Dutch health minister losing public support over slow Covid vaccine rollout
About 44 percent of people in the Netherlands have less confidence in Health Minister Hugo de Jonge because of the country’s vaccination policy, according to a poll conducted by news program Hart van Nederland. Another 44 percent said their support for De Jonge has remained the same, while eight percent said their confidence in his job performance has grown.
About a third of respondents said they want him to step down.
The survey of about three thousand people showed that De Jonge lost support because of the confusion about who would first be able to get vaccinated and the slow start to the vaccination process. The Netherlands will inoculate its first resident, a care home nurse, on Wednesday. The country will be the last in the European Union to begin distributing its first vaccines.
The Cabinet rescheduled the start date twice. One of the main delays was the upgrade of an IT system to allow municipal health service GGD to track scheduling appointments, and which vaccine candidate was used on different patients.

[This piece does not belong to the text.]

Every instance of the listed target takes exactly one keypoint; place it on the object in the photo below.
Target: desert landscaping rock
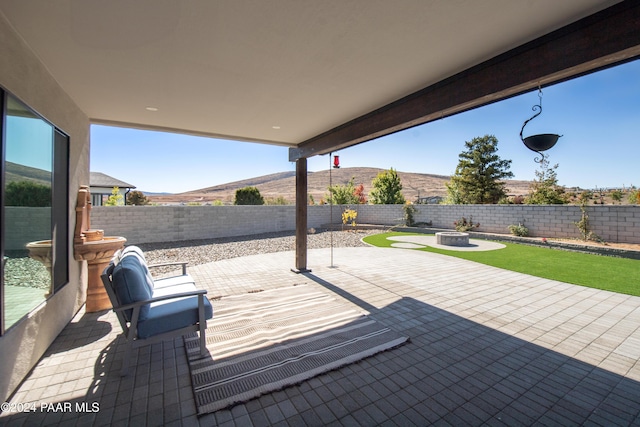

The GGD also needed to establish at least one mass vaccination point in each of its 25 regions.
De Jonge said on Monday that it may have been possible to start vaccinating people “a few days earlier” if he had asked the GGD system to begin scaling up preparations at an earlier date. De Jonge was likely to face criticism during emergency debates in Parliament this week.
Currently, only a vaccine from Pfizer/BioNTech has been approved for use. The European Medicines Agency could issue a ruling on a candidate from Moderna on Wednesday, and a rolling review of the AstraZeneca/Oxford University candidate could be concluded later this month.